I just want them to make sure the framework stays up to date. To be honest, the framework is (more or less) pretty complete. I guess at some point you just have to say "this is finished". I do lament their lack of proper 3D primitive drawing, though.

I doubt this is the end of indie service, more likely they're just going to force everyone to upgrade to another "more advanced" and more tightly controlled toolset.

I get the feeling that this isn't going to improve Microsoft's poor reputation around here.

Indeed. Windows 8 is crashing and burning in its reputation, Windows Phone has a horrible app store. The only thing it has going is it's cheap and smooth and easy to organize. My Lumia does have nothing to get though. Apps either aren't made or aren't updated like the iOS counterparts.

XBLIG has always been bad and this is going to make things harder for indie developers to contribute to XBLA. It also doesn't help that the costs of XBLA for developers are absurd. $10k for one patch? The only XBLA games that are decent are owned by big companies or games that have some huge support.

Seriously though, if they go the way of Sony and make it impossible to develop games for the platform, they could go the way of PSN arcade. And that would be terrible.

Hey guys, just to point out that there is MonoGame, an open-source community supported version that supports Windows 8 as well, which Microsoft totally support.

Meh, it just gives indies more reason to focus on the PC, which is a win if you ask me :)

Hey its always good news to see that microsoft is increasing their variety.....oh wait.

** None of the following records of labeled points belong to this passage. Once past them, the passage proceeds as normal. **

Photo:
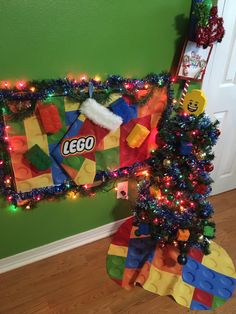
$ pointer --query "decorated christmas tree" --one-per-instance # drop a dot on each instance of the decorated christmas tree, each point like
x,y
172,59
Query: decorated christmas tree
x,y
172,203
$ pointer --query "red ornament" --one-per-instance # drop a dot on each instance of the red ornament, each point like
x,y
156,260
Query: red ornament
x,y
213,32
208,167
156,221
201,188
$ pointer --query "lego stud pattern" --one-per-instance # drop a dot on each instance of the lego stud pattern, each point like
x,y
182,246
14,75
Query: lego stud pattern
x,y
132,260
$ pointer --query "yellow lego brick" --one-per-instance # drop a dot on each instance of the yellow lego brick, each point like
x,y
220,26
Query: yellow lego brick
x,y
118,250
219,261
86,173
165,283
35,183
194,102
112,139
70,105
137,136
155,117
35,135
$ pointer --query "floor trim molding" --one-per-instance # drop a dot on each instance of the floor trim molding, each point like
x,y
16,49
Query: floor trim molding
x,y
63,245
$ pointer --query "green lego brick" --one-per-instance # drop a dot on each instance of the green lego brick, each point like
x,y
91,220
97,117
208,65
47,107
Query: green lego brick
x,y
74,162
38,158
109,158
116,266
217,301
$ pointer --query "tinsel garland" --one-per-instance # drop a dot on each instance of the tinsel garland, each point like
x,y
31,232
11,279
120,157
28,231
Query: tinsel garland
x,y
26,94
175,196
79,92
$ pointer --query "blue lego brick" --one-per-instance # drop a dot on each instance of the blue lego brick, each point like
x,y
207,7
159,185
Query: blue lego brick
x,y
198,306
122,109
140,250
206,279
74,129
71,116
55,152
58,175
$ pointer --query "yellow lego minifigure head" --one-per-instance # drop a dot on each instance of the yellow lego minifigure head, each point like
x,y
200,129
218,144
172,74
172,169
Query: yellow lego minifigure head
x,y
194,102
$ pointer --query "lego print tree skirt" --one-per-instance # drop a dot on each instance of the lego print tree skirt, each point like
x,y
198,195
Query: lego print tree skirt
x,y
205,282
58,143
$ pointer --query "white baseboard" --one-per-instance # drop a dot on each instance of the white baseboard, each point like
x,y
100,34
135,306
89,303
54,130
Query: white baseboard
x,y
66,244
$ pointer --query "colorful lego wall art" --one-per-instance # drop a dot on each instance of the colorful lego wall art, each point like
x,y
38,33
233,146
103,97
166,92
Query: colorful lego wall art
x,y
58,142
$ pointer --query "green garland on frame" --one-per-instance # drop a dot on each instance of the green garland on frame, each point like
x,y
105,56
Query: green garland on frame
x,y
24,98
26,94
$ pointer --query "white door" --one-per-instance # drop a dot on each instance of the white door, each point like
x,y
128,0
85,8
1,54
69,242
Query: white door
x,y
220,88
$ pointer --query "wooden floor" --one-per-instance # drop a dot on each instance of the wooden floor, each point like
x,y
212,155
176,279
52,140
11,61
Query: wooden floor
x,y
76,281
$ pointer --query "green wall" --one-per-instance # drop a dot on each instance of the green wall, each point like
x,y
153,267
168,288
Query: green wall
x,y
50,38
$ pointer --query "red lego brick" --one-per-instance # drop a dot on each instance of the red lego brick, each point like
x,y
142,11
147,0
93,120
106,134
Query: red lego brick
x,y
49,117
196,254
203,297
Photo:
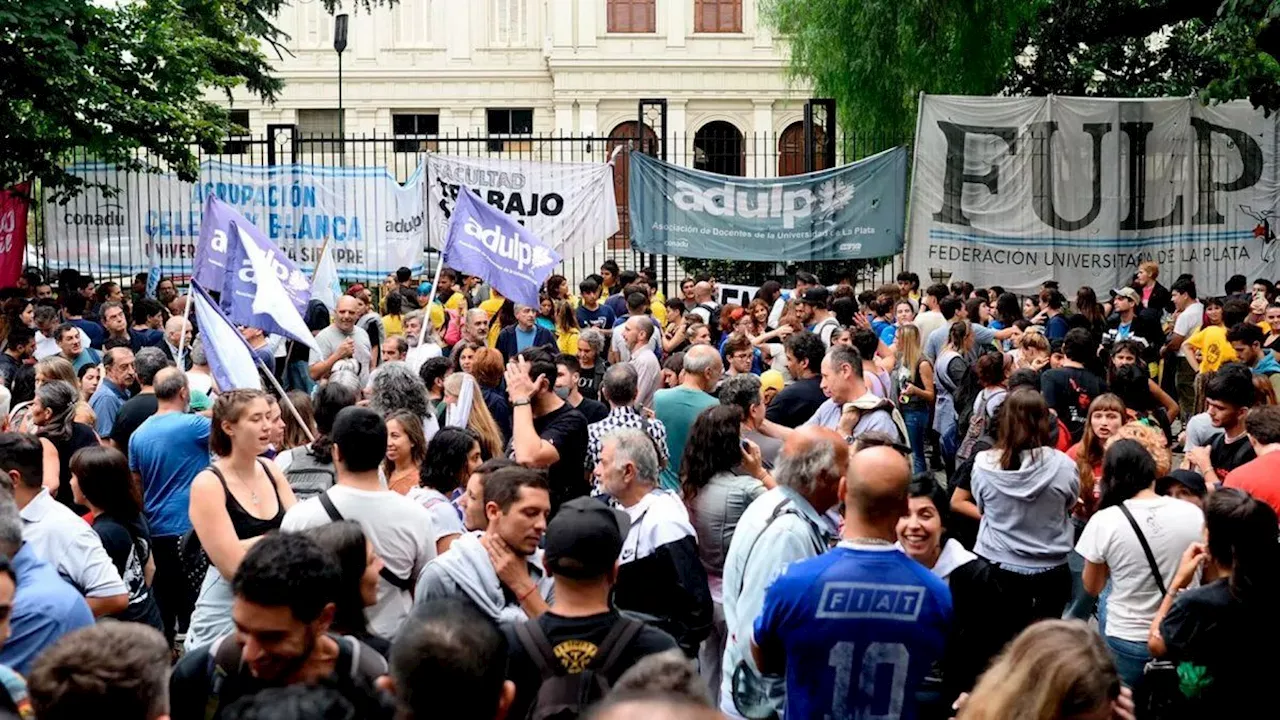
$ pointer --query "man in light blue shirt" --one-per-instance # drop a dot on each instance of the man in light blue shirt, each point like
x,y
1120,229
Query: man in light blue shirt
x,y
778,528
45,606
118,376
72,347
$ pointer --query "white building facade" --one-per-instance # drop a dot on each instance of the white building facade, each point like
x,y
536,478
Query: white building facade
x,y
542,68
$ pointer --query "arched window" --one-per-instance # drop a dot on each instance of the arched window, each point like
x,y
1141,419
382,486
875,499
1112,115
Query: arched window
x,y
718,149
627,136
791,150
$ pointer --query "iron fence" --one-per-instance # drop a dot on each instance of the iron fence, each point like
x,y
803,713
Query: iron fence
x,y
716,147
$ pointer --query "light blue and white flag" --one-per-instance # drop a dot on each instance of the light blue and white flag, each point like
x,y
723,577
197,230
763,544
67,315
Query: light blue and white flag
x,y
255,296
229,358
324,283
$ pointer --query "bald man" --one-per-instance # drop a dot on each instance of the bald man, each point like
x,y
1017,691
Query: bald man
x,y
705,309
341,342
636,333
784,525
173,331
863,610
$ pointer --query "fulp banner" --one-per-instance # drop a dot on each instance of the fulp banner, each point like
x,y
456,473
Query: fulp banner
x,y
845,213
1015,191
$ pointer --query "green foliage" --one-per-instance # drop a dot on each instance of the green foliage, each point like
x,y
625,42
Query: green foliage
x,y
131,82
874,57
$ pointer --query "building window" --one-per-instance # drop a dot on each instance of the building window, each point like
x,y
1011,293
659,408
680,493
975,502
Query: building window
x,y
510,22
508,122
238,136
316,126
414,130
718,16
632,16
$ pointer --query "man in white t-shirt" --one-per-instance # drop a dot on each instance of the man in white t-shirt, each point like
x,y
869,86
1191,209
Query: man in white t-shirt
x,y
1182,377
1112,551
400,529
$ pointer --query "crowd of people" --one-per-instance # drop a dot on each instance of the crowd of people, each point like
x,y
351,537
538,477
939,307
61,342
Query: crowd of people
x,y
900,502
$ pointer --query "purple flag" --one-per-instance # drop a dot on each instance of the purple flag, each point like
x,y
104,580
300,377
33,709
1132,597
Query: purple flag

Well this sucks. I've been working on a video game for the past few months using this framework and NOW I hear that it isn't being supported anymore? Granted I was thinking of releasing the game on PC only, but still, it feels like I might as well stop on my project. :-/

Thanks Microsoft. I was starting to like this framework until the rug was pulled out.

Maybe now less green inde devs wont fall into the death trap that is Xbox Live.

Hey guys, just to point out that there is MonoGame, an open-source community supported version that supports Windows 8 as well, which Microsoft totally support.

Well of course Microsoft would support it. They only have to not scowl, nod, and cut losses by not doing the work themselves.

It is pretty sad to see stuff like this go; especially when it gave rise to such gems as Bastion.

You get used to it. There was a time that Microsoft was pushing ASP and .NET for websites.

Now they changed back to HMTL, HTML5 that is but still. I tell you microsoft has a hand of killing off internal projects. If they make a coding language... learn another one.

Ah, XnA is stopping..... Well since Microsoft never thought most European countries were interesting enough for opening it thereI find it hard to care.

XNA is a nice enough framework but it was one of Microsoft's latest bastion of non-interoperability: the games would only run on Windows, and unlike the regular Mono, MonoGames was quite a few version back, I believe. In any case, Unity provides a better framework and comes with a pretty good 3D engine. And you can still use C# to develop.

I believe Epic also allows you to use their engine and tools for free until your game starts generating money. That's probably too much for a small indie game, so that explains the success of Unity.

Does this mean that XNA games will no longer be supported, or is it just that there won't be any future versions of XNA?